RANCANG BANGUN APLIKASI ANALISIS SENTIMEN ULASAN APLIKASI DI GOOGLE PLAY STORE MENGGUNAKAN METODE LOGISTIC REGRESSION DAN LEXICON-BASED APPROACH
DOI:
https://doi.org/10.58217/ipsikom.v13i2.113Keywords:
Sentiment Analysis, App Reviews, Logistic Regression, Lexicon-Based Approach, Google Play StoreAbstract
In the increasingly advanced digital era, user reviews of mobile applications on platforms such as the Google Play Store have become an important source of information for both developers and users. These reviews can reflect user satisfaction, complaints, and expectations for an application.
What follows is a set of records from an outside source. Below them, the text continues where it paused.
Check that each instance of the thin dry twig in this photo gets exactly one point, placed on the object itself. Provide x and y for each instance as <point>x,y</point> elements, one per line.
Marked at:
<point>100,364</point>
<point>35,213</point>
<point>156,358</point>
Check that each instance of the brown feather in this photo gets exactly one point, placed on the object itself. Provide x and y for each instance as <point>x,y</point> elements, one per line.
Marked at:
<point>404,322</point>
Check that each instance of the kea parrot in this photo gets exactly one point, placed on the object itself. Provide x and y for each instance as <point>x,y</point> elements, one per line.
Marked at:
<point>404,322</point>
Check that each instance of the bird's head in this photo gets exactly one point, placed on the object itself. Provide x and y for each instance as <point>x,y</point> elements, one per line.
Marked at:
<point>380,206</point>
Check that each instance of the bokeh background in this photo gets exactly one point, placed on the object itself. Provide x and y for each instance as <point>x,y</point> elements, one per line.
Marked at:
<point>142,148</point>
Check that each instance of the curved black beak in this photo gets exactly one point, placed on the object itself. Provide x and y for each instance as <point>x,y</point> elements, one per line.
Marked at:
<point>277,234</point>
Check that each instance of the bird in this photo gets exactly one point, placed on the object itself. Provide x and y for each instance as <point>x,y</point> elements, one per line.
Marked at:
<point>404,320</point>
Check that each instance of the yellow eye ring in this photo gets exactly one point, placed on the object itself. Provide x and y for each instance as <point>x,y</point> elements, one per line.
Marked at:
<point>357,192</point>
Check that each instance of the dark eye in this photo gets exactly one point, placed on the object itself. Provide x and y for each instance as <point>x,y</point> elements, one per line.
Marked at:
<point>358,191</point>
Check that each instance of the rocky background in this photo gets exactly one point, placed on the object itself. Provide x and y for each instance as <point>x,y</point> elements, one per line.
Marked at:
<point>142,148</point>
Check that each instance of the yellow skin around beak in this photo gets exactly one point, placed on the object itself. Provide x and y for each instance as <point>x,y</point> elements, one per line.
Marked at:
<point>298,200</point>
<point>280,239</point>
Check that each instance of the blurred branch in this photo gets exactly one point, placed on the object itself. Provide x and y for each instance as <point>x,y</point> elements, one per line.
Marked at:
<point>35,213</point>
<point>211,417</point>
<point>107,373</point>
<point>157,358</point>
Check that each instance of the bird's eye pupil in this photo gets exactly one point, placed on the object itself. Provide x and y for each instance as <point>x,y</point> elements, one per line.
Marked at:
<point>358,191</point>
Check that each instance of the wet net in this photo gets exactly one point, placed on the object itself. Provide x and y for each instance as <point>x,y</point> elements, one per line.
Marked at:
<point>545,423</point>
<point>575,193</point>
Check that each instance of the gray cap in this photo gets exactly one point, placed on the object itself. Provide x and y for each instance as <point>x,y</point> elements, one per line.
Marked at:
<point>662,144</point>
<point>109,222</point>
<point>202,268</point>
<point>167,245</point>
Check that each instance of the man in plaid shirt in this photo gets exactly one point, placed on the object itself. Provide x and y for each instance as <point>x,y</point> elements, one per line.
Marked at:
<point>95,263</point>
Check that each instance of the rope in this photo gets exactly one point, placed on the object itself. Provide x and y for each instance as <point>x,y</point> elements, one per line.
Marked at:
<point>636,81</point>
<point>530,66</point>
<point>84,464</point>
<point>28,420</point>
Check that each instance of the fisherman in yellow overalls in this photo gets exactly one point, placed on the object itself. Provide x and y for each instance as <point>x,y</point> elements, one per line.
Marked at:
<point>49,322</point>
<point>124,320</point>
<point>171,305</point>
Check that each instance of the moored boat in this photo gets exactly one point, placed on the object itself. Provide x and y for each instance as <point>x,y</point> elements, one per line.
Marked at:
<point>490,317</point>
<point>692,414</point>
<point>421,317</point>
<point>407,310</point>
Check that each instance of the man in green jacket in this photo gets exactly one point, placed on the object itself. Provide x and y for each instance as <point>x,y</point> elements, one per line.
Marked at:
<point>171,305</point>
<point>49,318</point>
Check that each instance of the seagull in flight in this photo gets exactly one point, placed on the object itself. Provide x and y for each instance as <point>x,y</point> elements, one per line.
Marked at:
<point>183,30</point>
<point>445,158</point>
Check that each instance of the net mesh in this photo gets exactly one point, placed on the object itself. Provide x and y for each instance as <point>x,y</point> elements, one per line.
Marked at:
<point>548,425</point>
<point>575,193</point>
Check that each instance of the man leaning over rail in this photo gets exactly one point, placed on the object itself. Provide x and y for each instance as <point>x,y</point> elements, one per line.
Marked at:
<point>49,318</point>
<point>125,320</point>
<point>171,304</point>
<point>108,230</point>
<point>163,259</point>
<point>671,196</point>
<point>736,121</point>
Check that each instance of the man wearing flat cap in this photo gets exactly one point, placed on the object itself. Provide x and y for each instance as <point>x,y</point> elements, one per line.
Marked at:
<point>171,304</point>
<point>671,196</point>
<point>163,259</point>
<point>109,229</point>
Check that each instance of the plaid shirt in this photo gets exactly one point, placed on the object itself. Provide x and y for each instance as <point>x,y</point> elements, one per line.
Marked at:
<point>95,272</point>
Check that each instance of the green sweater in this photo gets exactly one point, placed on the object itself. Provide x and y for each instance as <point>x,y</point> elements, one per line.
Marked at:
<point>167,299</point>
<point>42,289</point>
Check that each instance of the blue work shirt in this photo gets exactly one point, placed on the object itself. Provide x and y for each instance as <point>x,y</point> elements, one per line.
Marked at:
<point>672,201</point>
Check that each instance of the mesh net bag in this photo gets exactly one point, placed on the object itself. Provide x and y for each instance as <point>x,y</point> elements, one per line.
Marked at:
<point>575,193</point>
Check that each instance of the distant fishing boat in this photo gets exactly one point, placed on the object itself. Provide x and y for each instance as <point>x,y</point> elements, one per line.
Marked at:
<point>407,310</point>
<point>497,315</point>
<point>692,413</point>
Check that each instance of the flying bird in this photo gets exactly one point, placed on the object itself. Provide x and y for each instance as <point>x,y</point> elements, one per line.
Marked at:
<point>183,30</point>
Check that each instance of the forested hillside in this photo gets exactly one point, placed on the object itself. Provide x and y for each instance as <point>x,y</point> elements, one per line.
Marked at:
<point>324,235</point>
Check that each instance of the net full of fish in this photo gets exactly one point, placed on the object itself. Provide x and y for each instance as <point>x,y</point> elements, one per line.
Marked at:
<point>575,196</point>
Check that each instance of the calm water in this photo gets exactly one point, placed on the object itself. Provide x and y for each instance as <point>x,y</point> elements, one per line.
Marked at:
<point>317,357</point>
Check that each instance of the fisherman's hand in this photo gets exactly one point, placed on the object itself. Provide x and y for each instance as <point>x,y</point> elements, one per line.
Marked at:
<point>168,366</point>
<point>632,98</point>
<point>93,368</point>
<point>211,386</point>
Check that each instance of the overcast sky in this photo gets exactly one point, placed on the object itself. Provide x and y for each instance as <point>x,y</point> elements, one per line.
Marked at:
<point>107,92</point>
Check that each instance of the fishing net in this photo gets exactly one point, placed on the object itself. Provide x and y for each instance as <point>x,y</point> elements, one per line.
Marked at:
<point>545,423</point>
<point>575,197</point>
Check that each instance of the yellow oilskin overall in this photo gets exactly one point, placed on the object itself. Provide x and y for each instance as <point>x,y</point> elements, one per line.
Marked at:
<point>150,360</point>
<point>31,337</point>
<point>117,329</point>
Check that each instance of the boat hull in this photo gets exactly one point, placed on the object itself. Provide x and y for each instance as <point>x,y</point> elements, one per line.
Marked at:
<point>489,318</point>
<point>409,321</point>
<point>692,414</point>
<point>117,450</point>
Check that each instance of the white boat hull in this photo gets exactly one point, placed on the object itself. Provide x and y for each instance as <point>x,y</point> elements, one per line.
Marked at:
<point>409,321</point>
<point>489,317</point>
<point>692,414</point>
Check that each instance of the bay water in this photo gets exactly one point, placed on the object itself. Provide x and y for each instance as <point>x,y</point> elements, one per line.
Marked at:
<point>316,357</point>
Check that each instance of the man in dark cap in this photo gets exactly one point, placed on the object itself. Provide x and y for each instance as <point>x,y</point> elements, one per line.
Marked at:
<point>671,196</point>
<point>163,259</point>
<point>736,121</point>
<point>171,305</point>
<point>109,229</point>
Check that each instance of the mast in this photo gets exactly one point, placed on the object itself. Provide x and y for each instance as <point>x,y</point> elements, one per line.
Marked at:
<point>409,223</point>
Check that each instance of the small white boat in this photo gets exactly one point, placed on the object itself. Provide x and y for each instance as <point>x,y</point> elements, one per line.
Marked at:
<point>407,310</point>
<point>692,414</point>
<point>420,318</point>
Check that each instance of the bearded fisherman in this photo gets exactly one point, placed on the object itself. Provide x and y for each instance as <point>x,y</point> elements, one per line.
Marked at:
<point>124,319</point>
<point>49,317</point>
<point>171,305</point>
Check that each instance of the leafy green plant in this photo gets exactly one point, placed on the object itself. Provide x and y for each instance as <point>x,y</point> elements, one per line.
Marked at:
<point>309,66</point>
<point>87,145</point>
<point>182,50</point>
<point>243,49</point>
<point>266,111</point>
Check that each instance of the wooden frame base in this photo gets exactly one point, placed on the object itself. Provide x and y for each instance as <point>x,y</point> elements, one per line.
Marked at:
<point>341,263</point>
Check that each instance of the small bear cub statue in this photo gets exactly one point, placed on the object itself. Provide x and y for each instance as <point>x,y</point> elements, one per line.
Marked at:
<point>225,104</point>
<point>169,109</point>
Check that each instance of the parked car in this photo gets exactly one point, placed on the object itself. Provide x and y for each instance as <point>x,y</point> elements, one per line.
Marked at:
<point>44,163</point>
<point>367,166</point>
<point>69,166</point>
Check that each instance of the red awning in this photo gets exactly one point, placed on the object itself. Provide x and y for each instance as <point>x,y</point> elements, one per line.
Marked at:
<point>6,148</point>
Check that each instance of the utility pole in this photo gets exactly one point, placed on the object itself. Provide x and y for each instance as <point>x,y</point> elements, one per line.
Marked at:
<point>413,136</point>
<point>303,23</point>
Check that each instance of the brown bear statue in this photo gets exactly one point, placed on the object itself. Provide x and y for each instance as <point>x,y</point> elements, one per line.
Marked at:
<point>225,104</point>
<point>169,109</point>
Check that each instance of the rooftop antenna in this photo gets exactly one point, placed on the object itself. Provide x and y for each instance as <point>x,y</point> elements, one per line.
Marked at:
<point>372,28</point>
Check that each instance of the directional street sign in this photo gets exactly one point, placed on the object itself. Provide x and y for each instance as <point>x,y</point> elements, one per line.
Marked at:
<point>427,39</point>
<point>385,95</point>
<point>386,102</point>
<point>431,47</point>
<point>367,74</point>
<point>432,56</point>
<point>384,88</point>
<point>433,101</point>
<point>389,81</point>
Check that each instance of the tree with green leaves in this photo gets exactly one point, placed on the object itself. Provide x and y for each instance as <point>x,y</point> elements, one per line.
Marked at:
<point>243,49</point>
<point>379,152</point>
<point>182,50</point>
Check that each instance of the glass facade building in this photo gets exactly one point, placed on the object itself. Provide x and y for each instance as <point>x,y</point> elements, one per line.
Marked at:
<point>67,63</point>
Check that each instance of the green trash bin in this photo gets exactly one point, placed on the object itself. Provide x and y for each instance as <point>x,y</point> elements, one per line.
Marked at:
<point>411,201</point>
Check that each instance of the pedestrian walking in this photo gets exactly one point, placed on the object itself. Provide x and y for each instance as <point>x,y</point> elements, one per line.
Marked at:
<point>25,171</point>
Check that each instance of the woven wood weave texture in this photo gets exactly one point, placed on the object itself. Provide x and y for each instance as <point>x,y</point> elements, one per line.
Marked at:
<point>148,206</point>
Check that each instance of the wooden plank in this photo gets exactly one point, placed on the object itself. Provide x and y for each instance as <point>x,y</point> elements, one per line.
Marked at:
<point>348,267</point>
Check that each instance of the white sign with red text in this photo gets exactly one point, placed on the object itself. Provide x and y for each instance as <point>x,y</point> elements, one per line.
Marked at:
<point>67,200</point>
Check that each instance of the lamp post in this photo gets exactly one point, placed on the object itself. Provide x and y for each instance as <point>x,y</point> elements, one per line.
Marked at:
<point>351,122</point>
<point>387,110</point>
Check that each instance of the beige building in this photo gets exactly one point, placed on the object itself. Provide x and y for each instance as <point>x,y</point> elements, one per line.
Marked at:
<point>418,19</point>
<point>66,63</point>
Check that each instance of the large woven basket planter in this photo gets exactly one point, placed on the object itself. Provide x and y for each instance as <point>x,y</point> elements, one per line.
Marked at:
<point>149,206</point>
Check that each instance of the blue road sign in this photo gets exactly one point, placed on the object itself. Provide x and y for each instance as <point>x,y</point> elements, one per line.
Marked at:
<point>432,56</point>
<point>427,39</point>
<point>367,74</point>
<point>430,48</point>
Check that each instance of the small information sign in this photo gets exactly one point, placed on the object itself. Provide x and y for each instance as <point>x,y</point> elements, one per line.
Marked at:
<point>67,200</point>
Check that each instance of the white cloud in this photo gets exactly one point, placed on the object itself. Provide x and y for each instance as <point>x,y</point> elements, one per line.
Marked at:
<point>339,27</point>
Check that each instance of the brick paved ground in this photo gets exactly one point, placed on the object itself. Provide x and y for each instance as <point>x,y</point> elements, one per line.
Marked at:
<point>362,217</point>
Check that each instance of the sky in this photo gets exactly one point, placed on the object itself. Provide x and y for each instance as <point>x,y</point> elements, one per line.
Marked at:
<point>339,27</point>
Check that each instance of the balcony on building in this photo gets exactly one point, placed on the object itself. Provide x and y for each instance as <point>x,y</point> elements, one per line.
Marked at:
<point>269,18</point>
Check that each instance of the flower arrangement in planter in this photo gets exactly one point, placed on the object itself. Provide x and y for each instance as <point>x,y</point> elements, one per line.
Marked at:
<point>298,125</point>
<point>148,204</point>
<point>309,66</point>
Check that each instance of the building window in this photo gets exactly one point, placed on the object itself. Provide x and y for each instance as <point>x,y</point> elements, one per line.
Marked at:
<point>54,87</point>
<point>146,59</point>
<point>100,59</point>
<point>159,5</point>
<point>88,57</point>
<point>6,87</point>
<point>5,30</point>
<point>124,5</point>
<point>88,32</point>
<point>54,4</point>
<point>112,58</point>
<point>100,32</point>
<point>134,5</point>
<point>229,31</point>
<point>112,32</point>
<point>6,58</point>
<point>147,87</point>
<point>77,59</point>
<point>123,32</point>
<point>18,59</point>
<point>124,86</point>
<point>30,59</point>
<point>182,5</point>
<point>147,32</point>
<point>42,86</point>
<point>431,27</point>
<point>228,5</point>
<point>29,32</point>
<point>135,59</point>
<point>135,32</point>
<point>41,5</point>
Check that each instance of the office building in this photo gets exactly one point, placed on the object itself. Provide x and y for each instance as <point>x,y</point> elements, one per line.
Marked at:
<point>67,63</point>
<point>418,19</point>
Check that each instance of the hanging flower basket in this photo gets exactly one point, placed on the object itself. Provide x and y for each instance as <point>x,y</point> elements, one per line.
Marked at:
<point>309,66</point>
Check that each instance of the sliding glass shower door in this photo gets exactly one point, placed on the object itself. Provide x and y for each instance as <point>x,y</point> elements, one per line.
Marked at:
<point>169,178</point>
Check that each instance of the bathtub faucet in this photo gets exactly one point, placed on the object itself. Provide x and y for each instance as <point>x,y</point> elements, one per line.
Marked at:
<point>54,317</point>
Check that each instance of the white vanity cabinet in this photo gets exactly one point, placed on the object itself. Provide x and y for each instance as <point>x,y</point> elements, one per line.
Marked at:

However, due to the ever-increasing volume of reviews, it is very difficult for developers to read and evaluate all opinions manually. On the other hand, available reviews often do not reflect the actual conditions due to the presence of fake, biased, or manipulative reviews. Therefore, an automated system is needed that can accurately group reviews based on sentiment polarity. This study aims to design and build a web-based application using the Streamlit framework that can perform sentiment analysis on application reviews on the Google Play Store. The method used is a combination of Logistic Regression and Lexicon-Based Approach with text preprocessing stages such as cleansing, tokenizing, stemming, and transformation using TF-IDF. This study uses the CRISP-DM approach in building the application model and system. As part of the system design, a prototype model was created in the form of a use case diagram, use case scenario, and activity diagram to describe the functional requirements and the flow of user interaction with the system. The final result of this research is a sentiment analysis application capable of classifying reviews into positive and negative categories, as well as displaying the model evaluation results in the form of metric visualizations and word clouds. From the Dana application case study, based on the results of the model performance evaluation using the confusion matrix metric, the Logistic Regression model built achieved an accuracy of 91.2%, a precision of 91.73%, a recall of 98.46%, and an F1-score of 64.78%.